Anche il cantante ottenne la loro approvazione, e non tardarono a manifestargliela di persona quando una decina di minuti più tardi il gruppo ebbe finito le prove. Partì ovviamente un giro di birre e si gettarono le basi per un gemellaggio musicale.

Verso le sei chiamò Zelda:
«Stasera sono libera. E’ ancora valida quella proposta di rendez-vous ?»
«Sicuro ! Vuoi che ci troviamo direttamente per cena ?»
«Mi sembra un’ ottima idea. Dove ci incontriamo ?»
«Vengo a prenderti io. Se non ricordo male stai al St. Regis.  Ti aspetto per le otto giù nella hall.  Ok ?»
«Aggiudicato. Allora a più tardi.»
«Ahh, sicchè ci abbandoni anche stasera !» disse con un sorridente rimprovero Julian.
«Eh, credo di si. Ma ad una certa ora potrei/potremo anche raggiungervi.
Dai, due vodke e poi rientro per prepararmi.»

HOTEL ST. REGIS  [ HALL ]
«Zelda, che  piacere rivederti !»
Era bellissima.

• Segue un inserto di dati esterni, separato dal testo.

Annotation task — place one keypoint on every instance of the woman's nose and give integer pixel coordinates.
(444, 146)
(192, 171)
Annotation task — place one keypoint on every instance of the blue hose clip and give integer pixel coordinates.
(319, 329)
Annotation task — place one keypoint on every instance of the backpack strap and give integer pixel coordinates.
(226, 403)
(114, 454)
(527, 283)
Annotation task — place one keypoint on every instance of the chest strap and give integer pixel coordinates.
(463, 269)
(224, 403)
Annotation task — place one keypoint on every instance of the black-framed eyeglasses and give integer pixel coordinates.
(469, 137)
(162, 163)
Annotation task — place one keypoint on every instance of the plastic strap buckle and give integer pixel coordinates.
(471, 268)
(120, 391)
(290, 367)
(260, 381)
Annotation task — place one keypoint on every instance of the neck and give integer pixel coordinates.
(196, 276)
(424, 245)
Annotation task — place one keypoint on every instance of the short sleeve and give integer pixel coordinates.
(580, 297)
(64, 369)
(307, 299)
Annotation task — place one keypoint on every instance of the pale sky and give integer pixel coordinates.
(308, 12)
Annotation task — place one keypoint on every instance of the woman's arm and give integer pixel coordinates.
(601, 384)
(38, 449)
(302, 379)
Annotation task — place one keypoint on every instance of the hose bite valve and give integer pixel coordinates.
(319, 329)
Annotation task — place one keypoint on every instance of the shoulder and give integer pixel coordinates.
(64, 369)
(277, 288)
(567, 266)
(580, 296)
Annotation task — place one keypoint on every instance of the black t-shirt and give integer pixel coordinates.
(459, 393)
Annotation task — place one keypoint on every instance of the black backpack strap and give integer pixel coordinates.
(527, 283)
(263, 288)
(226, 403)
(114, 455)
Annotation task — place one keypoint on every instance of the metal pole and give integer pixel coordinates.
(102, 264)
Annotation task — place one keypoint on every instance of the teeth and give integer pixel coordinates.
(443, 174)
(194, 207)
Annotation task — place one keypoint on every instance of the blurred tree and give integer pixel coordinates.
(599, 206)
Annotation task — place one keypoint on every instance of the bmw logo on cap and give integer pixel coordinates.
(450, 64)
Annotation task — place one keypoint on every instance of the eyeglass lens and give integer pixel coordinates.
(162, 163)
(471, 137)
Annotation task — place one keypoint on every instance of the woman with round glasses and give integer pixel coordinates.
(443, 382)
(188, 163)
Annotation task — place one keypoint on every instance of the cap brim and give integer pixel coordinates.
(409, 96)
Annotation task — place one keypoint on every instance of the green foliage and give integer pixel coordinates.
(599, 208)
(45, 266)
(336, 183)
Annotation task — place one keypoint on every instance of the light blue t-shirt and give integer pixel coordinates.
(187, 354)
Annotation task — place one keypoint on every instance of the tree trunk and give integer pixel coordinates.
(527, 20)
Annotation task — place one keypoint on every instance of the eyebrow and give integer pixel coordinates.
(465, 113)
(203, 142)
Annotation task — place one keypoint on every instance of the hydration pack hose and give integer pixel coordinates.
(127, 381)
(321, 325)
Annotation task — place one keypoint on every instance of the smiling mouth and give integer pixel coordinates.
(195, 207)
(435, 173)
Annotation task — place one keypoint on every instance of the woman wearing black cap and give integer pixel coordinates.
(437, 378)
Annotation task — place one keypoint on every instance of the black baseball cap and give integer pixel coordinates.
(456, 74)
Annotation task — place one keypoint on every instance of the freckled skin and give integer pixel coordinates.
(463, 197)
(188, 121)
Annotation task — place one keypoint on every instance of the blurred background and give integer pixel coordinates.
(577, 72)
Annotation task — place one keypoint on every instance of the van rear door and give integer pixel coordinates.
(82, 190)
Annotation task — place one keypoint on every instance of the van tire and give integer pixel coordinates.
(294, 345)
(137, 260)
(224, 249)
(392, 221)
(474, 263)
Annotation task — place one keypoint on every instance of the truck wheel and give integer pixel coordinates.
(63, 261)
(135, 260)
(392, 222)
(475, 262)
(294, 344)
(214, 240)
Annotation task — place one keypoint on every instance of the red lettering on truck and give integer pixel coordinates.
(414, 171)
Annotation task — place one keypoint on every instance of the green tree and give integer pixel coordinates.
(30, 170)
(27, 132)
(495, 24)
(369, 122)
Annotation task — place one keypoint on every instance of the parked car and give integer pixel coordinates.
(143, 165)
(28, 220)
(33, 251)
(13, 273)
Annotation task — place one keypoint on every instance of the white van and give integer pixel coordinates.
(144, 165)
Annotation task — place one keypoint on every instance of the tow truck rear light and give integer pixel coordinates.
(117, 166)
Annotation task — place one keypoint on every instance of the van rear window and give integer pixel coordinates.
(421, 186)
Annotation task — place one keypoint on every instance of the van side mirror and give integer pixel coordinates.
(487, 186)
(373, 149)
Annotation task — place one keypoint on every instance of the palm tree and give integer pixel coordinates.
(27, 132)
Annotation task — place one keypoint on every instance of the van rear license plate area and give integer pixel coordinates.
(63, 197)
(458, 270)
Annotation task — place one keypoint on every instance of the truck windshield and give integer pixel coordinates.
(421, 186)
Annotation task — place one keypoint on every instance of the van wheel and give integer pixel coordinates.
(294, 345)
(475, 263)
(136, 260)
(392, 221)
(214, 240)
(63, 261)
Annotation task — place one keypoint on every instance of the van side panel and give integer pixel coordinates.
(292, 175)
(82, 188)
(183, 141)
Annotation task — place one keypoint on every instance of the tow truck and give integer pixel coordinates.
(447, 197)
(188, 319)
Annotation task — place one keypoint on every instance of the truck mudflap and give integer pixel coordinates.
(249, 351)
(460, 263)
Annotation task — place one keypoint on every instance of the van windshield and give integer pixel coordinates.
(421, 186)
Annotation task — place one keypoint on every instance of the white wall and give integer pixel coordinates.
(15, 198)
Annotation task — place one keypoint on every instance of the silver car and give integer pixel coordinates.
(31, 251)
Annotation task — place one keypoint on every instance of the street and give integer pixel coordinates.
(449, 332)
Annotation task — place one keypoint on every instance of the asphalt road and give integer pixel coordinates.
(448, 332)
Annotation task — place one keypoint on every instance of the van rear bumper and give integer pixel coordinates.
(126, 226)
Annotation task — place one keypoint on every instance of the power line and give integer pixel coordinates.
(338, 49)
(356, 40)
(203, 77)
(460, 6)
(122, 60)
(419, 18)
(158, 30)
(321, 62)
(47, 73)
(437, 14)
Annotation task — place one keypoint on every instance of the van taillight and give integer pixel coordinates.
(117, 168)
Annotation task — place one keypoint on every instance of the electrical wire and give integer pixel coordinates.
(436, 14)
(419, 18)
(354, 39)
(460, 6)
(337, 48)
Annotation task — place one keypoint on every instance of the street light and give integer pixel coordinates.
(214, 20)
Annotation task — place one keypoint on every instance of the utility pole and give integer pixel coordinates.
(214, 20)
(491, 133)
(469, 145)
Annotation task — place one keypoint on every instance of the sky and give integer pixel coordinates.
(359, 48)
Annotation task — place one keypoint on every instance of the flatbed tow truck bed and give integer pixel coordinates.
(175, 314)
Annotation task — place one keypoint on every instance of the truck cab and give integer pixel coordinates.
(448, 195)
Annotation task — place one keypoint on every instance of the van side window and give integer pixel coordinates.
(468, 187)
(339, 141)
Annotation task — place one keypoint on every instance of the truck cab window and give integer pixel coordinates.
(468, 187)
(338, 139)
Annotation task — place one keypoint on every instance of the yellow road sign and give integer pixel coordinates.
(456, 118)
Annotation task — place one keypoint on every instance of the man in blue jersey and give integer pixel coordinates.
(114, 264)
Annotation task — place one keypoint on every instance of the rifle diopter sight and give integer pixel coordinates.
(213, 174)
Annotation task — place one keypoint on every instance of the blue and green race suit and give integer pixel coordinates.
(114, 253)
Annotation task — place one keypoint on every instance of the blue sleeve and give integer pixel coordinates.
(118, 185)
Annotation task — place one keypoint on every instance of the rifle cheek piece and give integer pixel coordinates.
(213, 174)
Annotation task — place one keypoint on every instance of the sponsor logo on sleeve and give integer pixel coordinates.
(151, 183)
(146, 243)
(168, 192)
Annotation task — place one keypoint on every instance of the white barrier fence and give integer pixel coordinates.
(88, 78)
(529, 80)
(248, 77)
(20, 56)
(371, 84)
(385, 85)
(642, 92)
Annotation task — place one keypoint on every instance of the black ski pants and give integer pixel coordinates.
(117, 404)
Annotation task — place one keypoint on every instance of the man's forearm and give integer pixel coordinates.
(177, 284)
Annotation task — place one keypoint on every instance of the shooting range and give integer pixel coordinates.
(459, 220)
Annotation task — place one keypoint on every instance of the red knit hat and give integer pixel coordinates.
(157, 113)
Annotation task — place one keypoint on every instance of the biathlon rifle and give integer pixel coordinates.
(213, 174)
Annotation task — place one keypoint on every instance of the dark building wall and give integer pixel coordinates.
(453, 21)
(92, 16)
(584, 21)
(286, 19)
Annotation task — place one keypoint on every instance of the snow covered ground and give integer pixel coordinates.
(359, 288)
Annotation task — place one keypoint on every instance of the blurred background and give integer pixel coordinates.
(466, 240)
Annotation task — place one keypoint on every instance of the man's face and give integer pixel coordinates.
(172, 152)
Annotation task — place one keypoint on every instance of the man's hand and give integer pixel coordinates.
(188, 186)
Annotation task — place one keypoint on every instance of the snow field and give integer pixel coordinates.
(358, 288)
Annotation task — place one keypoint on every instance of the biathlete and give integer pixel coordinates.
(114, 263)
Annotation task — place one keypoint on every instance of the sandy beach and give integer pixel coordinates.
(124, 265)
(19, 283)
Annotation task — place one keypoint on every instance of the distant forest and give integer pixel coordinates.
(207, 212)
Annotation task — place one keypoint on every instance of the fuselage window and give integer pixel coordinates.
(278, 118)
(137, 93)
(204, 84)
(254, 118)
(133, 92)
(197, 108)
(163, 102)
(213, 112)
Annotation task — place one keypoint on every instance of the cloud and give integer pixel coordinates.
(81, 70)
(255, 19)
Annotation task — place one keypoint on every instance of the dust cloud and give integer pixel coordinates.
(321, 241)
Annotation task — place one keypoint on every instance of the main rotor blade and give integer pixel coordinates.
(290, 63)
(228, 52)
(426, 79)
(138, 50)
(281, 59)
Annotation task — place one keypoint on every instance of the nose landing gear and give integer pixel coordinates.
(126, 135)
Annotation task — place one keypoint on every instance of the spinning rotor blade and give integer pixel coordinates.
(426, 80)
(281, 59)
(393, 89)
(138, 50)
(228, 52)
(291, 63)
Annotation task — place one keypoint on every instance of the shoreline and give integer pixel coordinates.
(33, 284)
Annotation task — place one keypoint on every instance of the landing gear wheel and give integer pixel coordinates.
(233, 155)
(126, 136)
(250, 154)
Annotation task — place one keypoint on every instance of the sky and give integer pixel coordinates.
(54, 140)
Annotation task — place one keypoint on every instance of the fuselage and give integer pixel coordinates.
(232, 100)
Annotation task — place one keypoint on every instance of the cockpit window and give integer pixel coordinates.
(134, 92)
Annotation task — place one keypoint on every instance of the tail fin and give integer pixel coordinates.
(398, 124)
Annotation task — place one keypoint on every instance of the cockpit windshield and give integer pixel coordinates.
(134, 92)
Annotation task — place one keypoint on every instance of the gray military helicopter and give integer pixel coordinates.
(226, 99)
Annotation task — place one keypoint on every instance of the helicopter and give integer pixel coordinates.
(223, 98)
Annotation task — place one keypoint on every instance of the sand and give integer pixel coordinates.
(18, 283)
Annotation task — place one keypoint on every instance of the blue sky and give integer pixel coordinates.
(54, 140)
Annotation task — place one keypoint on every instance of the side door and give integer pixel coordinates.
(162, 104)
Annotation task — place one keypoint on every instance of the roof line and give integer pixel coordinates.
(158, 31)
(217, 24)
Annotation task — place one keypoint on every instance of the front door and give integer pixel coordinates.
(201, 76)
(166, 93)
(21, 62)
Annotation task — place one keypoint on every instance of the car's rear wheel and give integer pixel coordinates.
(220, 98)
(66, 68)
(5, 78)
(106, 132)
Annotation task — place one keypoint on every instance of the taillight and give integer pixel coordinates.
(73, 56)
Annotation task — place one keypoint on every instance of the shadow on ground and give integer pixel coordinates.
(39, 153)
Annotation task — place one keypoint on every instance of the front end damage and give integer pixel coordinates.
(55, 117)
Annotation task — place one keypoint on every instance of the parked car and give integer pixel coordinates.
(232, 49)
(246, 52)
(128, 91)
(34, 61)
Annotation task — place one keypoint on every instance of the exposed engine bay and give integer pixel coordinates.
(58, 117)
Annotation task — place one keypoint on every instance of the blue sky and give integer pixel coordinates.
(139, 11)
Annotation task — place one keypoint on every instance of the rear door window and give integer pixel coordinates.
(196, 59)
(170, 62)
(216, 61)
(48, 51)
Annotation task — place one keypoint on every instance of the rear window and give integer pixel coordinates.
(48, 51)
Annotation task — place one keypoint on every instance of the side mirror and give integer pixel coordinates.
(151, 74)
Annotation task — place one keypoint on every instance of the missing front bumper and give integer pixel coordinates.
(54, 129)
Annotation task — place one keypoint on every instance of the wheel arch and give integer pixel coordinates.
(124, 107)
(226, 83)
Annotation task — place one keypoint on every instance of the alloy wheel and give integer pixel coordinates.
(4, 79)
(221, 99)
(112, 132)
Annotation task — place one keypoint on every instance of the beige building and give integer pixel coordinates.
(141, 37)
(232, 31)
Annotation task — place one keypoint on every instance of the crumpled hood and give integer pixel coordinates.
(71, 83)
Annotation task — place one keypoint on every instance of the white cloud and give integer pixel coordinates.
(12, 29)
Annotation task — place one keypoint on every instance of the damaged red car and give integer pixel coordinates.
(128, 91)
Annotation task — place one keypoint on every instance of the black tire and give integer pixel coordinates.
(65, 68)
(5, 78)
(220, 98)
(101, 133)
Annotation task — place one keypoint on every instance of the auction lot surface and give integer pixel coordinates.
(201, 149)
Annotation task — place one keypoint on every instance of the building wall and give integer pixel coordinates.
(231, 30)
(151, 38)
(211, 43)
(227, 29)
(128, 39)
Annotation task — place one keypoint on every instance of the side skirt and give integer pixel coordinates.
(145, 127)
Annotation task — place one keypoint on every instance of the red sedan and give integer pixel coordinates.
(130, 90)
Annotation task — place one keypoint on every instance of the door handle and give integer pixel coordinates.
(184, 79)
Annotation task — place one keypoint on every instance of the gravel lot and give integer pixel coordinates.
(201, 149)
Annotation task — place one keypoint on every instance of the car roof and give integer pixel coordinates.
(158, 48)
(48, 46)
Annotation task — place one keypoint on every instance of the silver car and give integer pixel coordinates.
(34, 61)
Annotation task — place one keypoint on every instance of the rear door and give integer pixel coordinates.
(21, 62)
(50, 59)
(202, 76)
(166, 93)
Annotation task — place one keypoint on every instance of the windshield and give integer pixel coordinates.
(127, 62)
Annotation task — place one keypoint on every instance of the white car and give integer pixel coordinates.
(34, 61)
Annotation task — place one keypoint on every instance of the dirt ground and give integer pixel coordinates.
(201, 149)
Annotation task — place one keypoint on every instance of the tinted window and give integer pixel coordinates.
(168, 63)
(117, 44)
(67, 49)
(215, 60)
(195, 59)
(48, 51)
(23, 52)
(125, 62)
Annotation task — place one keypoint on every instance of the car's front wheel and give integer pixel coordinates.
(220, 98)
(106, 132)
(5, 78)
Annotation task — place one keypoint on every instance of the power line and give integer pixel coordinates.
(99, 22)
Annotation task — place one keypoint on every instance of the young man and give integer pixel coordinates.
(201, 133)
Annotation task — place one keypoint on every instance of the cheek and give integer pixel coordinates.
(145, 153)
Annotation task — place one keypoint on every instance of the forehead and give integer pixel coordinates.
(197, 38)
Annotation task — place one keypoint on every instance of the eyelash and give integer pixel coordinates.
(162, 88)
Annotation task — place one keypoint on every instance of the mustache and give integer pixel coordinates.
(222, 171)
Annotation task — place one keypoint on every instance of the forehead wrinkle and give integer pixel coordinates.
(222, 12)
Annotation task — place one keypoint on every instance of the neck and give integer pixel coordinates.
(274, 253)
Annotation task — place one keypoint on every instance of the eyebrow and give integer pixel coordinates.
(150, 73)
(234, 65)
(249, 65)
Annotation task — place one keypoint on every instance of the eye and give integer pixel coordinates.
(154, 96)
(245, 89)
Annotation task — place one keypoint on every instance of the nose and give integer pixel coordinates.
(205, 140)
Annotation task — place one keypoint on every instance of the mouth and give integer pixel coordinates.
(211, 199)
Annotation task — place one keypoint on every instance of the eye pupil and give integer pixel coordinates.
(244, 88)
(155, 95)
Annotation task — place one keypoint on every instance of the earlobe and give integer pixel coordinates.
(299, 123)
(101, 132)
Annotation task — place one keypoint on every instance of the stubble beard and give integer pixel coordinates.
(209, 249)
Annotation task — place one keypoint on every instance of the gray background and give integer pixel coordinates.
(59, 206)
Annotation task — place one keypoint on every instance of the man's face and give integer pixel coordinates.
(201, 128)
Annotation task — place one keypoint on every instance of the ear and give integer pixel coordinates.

E indossava una giacca in pelle verde che era la fine del mondo.
«Ciao caro ! E’ tanto che aspetti ?»
«Appena arrivato. Come ritardatario me la cavo anch’io… »
«Allora, dove eravamo rimasti ?» sussurrò Zelda mentre gli si avvicinava in maniera accattivante [si erano seduti su un divano] .
«Beh, eravamo rimasti… »  ma fu interrotto da un focoso abbraccio da parte della ragazza, che culminò in un bacio appassionato.